Because of the fact that we have equal variances, we can use either one-way or aov test to analyse variances. We decided to use one-way test.
null (\(H_0\)): the means between groups are equal and there are no differences between people of different age in the extent of being hampered by illnesses in daily activities.
alternative (\(H_1\)): the means between groups are not equal and there are differences between people of different age in the extent of being hampered by illnesses in daily activities.
oneway.test(BE$agea1~as.factor(BE$hlthhmp), var.equal = TRUE)
##
## One-way analysis of means
##
## data: BE$agea1 and as.factor(BE$hlthhmp)
## F = 59.1, num df = 2, denom df = 1762, p-value < 2.2e-16
F-ratio=59.1. F-ratio is big enough, so it represents significant differences between means. P-value is extremely small and the null hypothesis can be rejected, so means between our groups are not equal.
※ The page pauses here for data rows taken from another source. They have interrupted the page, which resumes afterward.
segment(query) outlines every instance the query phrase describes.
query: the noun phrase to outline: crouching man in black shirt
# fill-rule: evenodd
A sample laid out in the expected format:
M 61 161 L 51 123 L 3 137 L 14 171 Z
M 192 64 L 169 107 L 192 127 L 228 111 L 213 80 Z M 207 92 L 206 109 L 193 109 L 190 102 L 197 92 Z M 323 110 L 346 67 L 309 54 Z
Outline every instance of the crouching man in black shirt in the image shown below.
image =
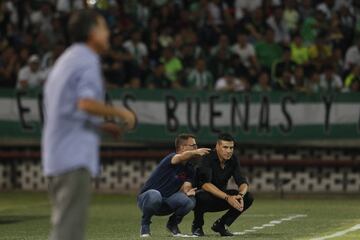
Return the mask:
M 216 143 L 216 149 L 203 157 L 201 165 L 197 169 L 196 181 L 198 189 L 196 193 L 196 206 L 194 209 L 194 221 L 192 233 L 196 236 L 204 236 L 205 212 L 220 212 L 228 210 L 219 218 L 212 230 L 221 236 L 233 236 L 227 229 L 254 201 L 248 192 L 248 183 L 241 176 L 240 164 L 233 155 L 234 139 L 229 134 L 220 134 Z M 227 190 L 230 177 L 234 177 L 238 190 Z

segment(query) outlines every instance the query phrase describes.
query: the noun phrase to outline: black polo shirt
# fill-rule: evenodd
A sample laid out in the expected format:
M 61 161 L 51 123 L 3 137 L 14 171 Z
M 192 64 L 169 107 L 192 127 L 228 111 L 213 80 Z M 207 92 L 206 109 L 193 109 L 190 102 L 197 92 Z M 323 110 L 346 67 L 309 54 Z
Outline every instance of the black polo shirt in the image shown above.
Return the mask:
M 229 160 L 225 161 L 223 169 L 216 150 L 213 150 L 201 160 L 196 172 L 196 183 L 199 188 L 205 183 L 212 183 L 220 190 L 225 191 L 231 177 L 234 177 L 238 186 L 243 183 L 247 184 L 246 178 L 241 175 L 240 163 L 237 158 L 233 155 Z

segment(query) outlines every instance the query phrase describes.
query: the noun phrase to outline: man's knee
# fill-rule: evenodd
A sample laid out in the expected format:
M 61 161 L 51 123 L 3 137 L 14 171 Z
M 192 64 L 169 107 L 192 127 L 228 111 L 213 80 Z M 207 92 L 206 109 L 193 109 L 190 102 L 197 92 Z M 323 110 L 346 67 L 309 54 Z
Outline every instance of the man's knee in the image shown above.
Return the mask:
M 146 200 L 144 202 L 144 208 L 151 208 L 153 210 L 157 210 L 161 207 L 162 204 L 162 196 L 161 193 L 157 190 L 148 190 L 145 192 Z
M 188 197 L 186 201 L 184 201 L 184 207 L 190 212 L 195 208 L 196 199 L 195 197 Z
M 254 196 L 250 193 L 247 192 L 244 196 L 244 205 L 245 205 L 245 209 L 249 208 L 254 202 Z

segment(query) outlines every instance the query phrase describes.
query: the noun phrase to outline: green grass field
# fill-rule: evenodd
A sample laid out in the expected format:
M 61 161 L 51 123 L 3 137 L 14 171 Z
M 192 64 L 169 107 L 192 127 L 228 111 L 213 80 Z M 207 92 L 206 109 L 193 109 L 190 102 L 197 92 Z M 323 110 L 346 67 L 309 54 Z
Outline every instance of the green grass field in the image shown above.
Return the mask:
M 359 240 L 359 196 L 302 196 L 279 199 L 256 196 L 253 207 L 231 226 L 234 232 L 252 229 L 234 239 L 312 239 L 333 235 L 325 239 Z M 0 239 L 41 240 L 49 232 L 49 203 L 45 193 L 0 193 Z M 288 217 L 301 215 L 289 220 Z M 204 239 L 219 239 L 210 226 L 220 216 L 206 215 Z M 281 220 L 284 219 L 285 220 Z M 288 218 L 288 220 L 286 220 Z M 139 239 L 140 212 L 134 196 L 96 194 L 93 197 L 88 223 L 87 239 Z M 169 239 L 165 230 L 166 217 L 153 219 L 152 239 Z M 192 213 L 181 224 L 183 233 L 190 232 Z M 274 226 L 261 229 L 271 221 Z M 260 227 L 260 229 L 253 227 Z

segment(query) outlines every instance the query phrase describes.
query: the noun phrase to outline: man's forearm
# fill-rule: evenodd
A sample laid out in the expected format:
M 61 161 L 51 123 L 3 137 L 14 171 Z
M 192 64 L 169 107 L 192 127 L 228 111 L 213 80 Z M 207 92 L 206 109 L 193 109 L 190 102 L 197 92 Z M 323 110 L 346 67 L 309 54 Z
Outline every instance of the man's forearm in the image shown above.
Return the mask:
M 243 183 L 239 187 L 239 194 L 244 196 L 249 189 L 249 185 L 247 183 Z
M 119 110 L 93 99 L 81 99 L 78 108 L 95 116 L 125 118 L 127 110 Z
M 228 196 L 225 192 L 221 191 L 219 188 L 217 188 L 212 183 L 205 183 L 205 184 L 202 185 L 201 188 L 203 190 L 205 190 L 206 192 L 211 193 L 215 197 L 218 197 L 218 198 L 221 198 L 221 199 L 226 199 L 226 197 Z
M 197 156 L 196 151 L 186 151 L 186 152 L 183 152 L 183 153 L 176 154 L 173 157 L 173 159 L 171 160 L 171 162 L 173 164 L 178 164 L 178 163 L 181 163 L 181 162 L 189 161 L 190 159 L 192 159 L 195 156 Z

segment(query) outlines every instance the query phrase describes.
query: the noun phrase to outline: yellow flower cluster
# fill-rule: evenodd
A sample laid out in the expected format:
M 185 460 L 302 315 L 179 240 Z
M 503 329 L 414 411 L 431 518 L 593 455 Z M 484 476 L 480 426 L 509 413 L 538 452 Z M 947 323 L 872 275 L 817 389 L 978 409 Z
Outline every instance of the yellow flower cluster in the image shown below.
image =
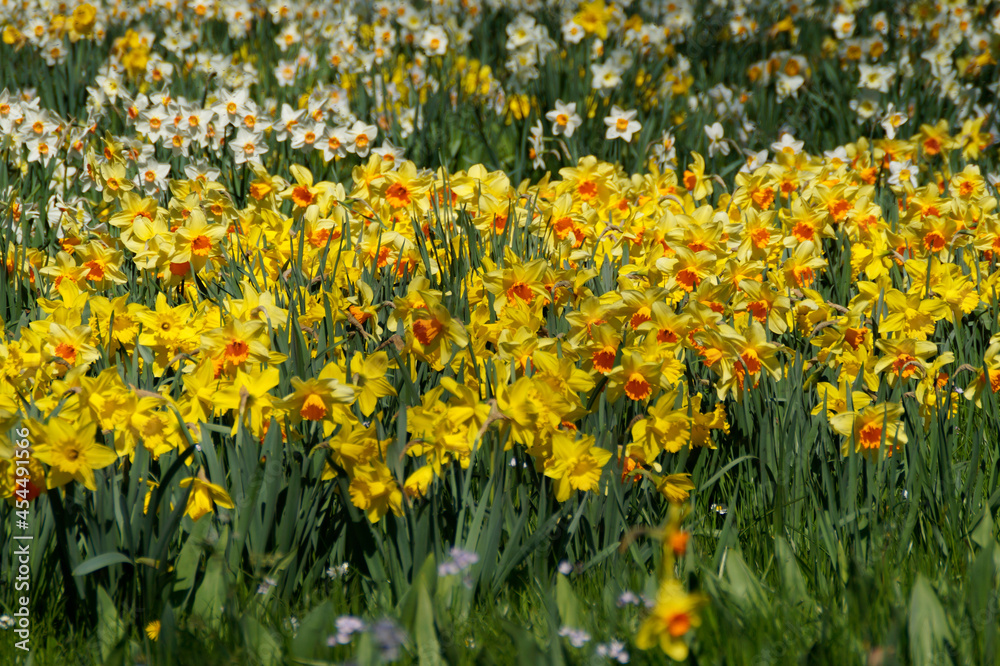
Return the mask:
M 379 157 L 346 187 L 251 166 L 243 205 L 196 178 L 172 181 L 162 207 L 108 141 L 87 158 L 104 222 L 67 215 L 55 256 L 8 252 L 41 313 L 0 346 L 3 416 L 14 423 L 28 397 L 51 415 L 38 487 L 93 487 L 113 462 L 88 443 L 97 432 L 119 457 L 141 446 L 157 458 L 197 444 L 200 423 L 261 439 L 277 424 L 290 444 L 315 424 L 325 478 L 346 474 L 373 521 L 467 467 L 494 426 L 559 501 L 596 490 L 612 451 L 580 424 L 597 400 L 640 405 L 616 464 L 682 499 L 690 484 L 657 476 L 661 456 L 714 448 L 725 400 L 793 368 L 807 385 L 835 377 L 818 382 L 815 413 L 825 407 L 845 453 L 891 454 L 906 433 L 899 404 L 873 404 L 882 376 L 926 417 L 949 393 L 978 404 L 1000 390 L 1000 340 L 963 386 L 954 355 L 928 340 L 995 305 L 996 198 L 977 167 L 941 159 L 976 142 L 974 127 L 925 126 L 840 156 L 783 151 L 714 205 L 721 181 L 695 154 L 680 179 L 588 157 L 517 185 L 482 166 L 432 173 Z M 930 182 L 890 184 L 887 165 L 904 160 Z M 840 303 L 817 290 L 832 271 L 854 285 Z M 808 344 L 779 342 L 792 335 Z M 358 351 L 344 351 L 349 338 Z M 288 367 L 293 348 L 311 365 Z M 383 413 L 401 380 L 427 372 L 440 379 L 402 415 Z M 418 463 L 397 478 L 379 424 L 401 417 Z

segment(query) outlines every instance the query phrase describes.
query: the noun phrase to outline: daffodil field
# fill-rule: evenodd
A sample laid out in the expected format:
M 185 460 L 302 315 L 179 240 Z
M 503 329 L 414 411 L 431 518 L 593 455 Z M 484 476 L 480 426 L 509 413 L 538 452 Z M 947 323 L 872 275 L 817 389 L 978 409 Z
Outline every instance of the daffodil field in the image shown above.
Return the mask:
M 0 666 L 1000 664 L 1000 3 L 0 36 Z

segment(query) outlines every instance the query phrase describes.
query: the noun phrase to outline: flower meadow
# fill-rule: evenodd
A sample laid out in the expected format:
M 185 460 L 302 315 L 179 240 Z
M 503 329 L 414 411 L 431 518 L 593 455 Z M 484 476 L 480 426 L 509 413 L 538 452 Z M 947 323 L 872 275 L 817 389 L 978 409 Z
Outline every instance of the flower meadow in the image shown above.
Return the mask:
M 997 3 L 0 36 L 0 663 L 1000 663 Z

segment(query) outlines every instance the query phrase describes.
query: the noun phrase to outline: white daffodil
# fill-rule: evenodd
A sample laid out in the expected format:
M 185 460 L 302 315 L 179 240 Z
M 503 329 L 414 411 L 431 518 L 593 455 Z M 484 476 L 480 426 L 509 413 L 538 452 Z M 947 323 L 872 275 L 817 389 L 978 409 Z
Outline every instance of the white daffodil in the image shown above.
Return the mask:
M 618 106 L 611 107 L 611 115 L 604 119 L 608 131 L 604 134 L 607 139 L 624 139 L 626 143 L 632 140 L 632 135 L 642 129 L 642 125 L 635 119 L 637 111 L 631 109 L 622 111 Z
M 771 150 L 776 153 L 788 153 L 789 155 L 798 155 L 802 152 L 802 147 L 804 142 L 796 141 L 795 137 L 792 136 L 790 132 L 782 132 L 778 140 L 771 144 Z
M 563 104 L 561 99 L 556 100 L 556 108 L 546 113 L 545 118 L 552 123 L 554 136 L 571 137 L 576 128 L 583 124 L 583 119 L 576 112 L 576 102 Z
M 240 128 L 236 133 L 236 138 L 229 142 L 229 147 L 233 151 L 236 164 L 245 164 L 246 162 L 260 164 L 260 156 L 267 152 L 264 137 L 245 127 Z
M 715 157 L 716 153 L 729 154 L 729 143 L 725 139 L 726 130 L 722 123 L 716 122 L 712 125 L 705 125 L 705 135 L 708 136 L 708 156 Z

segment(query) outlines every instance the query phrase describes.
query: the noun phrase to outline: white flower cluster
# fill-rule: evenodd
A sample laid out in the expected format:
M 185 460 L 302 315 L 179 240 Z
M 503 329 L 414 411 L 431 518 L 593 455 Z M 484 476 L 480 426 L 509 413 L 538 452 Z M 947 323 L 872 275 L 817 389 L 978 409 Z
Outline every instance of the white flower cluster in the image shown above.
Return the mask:
M 545 26 L 531 14 L 522 12 L 507 24 L 508 57 L 504 66 L 519 83 L 525 84 L 538 78 L 539 67 L 555 48 L 556 43 Z

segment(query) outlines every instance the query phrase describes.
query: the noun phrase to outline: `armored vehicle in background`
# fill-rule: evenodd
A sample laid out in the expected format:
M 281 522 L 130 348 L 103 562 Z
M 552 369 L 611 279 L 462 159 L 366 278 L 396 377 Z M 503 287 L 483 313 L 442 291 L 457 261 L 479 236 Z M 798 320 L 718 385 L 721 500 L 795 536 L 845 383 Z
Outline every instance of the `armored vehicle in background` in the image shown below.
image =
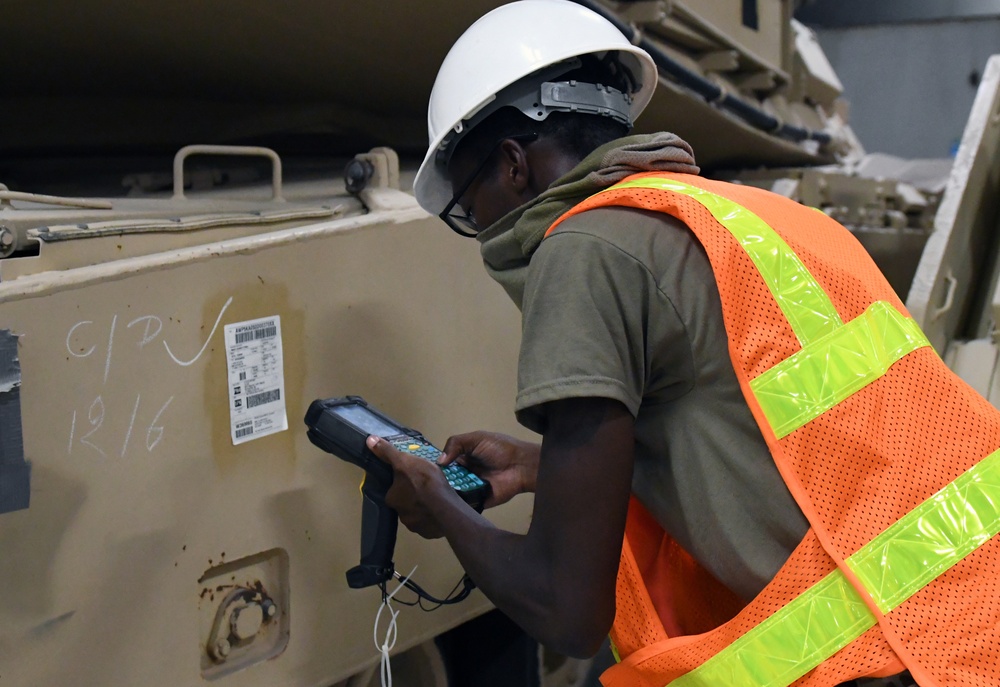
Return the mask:
M 905 161 L 862 149 L 791 0 L 580 2 L 656 59 L 640 130 L 846 224 L 1000 399 L 1000 60 L 954 166 Z M 6 8 L 0 686 L 378 684 L 380 598 L 343 578 L 360 473 L 301 418 L 359 394 L 438 443 L 530 438 L 511 412 L 518 313 L 409 193 L 437 67 L 499 4 Z M 250 380 L 246 355 L 267 359 Z M 489 515 L 524 529 L 530 509 Z M 409 533 L 395 560 L 439 594 L 461 576 Z M 461 640 L 489 610 L 478 592 L 405 609 L 396 682 L 492 665 Z M 542 685 L 584 684 L 586 662 L 518 656 Z

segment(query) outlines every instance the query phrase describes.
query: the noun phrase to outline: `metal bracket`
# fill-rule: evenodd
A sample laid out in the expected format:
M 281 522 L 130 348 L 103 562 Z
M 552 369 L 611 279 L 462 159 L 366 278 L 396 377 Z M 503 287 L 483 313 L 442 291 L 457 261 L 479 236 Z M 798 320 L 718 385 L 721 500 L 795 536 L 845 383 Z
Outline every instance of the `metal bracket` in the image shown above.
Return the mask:
M 357 194 L 365 189 L 399 190 L 399 155 L 392 148 L 372 148 L 355 155 L 345 170 L 347 190 Z

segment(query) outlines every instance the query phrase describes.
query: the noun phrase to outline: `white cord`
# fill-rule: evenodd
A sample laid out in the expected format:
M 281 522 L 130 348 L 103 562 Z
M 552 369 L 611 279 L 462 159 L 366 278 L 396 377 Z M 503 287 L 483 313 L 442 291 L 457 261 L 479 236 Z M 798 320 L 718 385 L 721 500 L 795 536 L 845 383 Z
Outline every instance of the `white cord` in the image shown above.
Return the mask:
M 372 639 L 375 640 L 375 648 L 378 649 L 379 653 L 382 654 L 382 665 L 381 665 L 381 675 L 382 675 L 382 687 L 392 687 L 392 667 L 389 665 L 389 652 L 392 648 L 396 646 L 396 616 L 399 615 L 399 611 L 393 610 L 392 608 L 392 597 L 396 596 L 396 592 L 403 588 L 411 577 L 413 573 L 417 571 L 417 566 L 413 566 L 413 570 L 410 574 L 403 578 L 403 581 L 392 590 L 392 594 L 389 594 L 382 600 L 382 605 L 378 608 L 378 613 L 375 614 L 375 627 L 372 628 Z M 385 639 L 379 644 L 378 641 L 378 621 L 382 618 L 382 611 L 389 609 L 389 626 L 385 629 Z

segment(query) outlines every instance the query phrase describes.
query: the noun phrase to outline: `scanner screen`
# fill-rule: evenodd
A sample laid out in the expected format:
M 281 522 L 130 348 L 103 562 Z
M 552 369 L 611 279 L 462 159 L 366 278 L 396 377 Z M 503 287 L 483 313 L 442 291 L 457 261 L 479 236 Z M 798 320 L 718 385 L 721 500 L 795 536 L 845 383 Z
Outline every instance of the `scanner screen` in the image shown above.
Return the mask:
M 340 417 L 350 422 L 355 427 L 380 437 L 391 437 L 399 434 L 399 427 L 393 427 L 375 415 L 370 410 L 360 405 L 334 406 L 331 408 Z

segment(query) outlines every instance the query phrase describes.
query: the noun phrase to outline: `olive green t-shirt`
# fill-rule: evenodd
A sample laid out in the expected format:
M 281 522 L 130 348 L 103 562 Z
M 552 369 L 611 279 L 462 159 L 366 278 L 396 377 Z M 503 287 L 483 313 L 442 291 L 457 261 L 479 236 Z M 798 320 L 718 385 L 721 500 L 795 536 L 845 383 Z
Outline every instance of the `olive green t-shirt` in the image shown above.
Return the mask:
M 522 300 L 518 419 L 605 397 L 635 416 L 632 491 L 668 532 L 746 599 L 808 523 L 733 372 L 708 258 L 687 227 L 630 208 L 563 222 L 531 255 Z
Conclusion: According to results of ANOVA, we can conclude that the extent in which people suffer from diseases in daily activities is associated with their age.
aov.out <- aov(BE$agea1 ~ as.factor(BE$hlthhmp))
plot(TukeyHSD(aov.out), las = 2)
TukeyHSD(aov.out)
## Tukey multiple comparisons of means
## 95% family-wise confidence level
##
## Fit: aov(formula = BE$agea1 ~ as.factor(BE$hlthhmp))
##
## $`as.factor(BE$hlthhmp)`
## diff lwr upr p adj
## Yes to some extent-Yes a lot -7.399901 -11.99027 -2.809535 0.0004729
## No-Yes a lot -15.611704 -19.76375 -11.459659 0.0000000
## No-Yes to some extent -8.211802 -10.79221 -5.631390 0.0000000
As ANOVA is significant, we can appy post hoc test. As we have equal variances, we can not use Bonferroni or Games-Howell tests. That is why we used Tukey HSD in order to perform multiple pairwise-comparison between the means of three groups.
Conclusion: according to Tukey HSD, differences between all groups are not significant with the extremely small adjusted p-values. However, we can say that the smallest difference is between those respondents who answered whether they are hampered by illnesses “Yes” and “Yes to some extent” with adjusted p-value 0,0004. At the same time, the biggest difference is between those respondent who answered “No” and “Yes a lot”.
Overall, in spite of the fact that these resuls might seem pretty obvious, it was a very useful training of applying ANOVA test. Moreover, if to talk about future researches, it will be interesting to compare more detailed data about the extent of being hampered by illnesses, for example between different social groups. Thanks!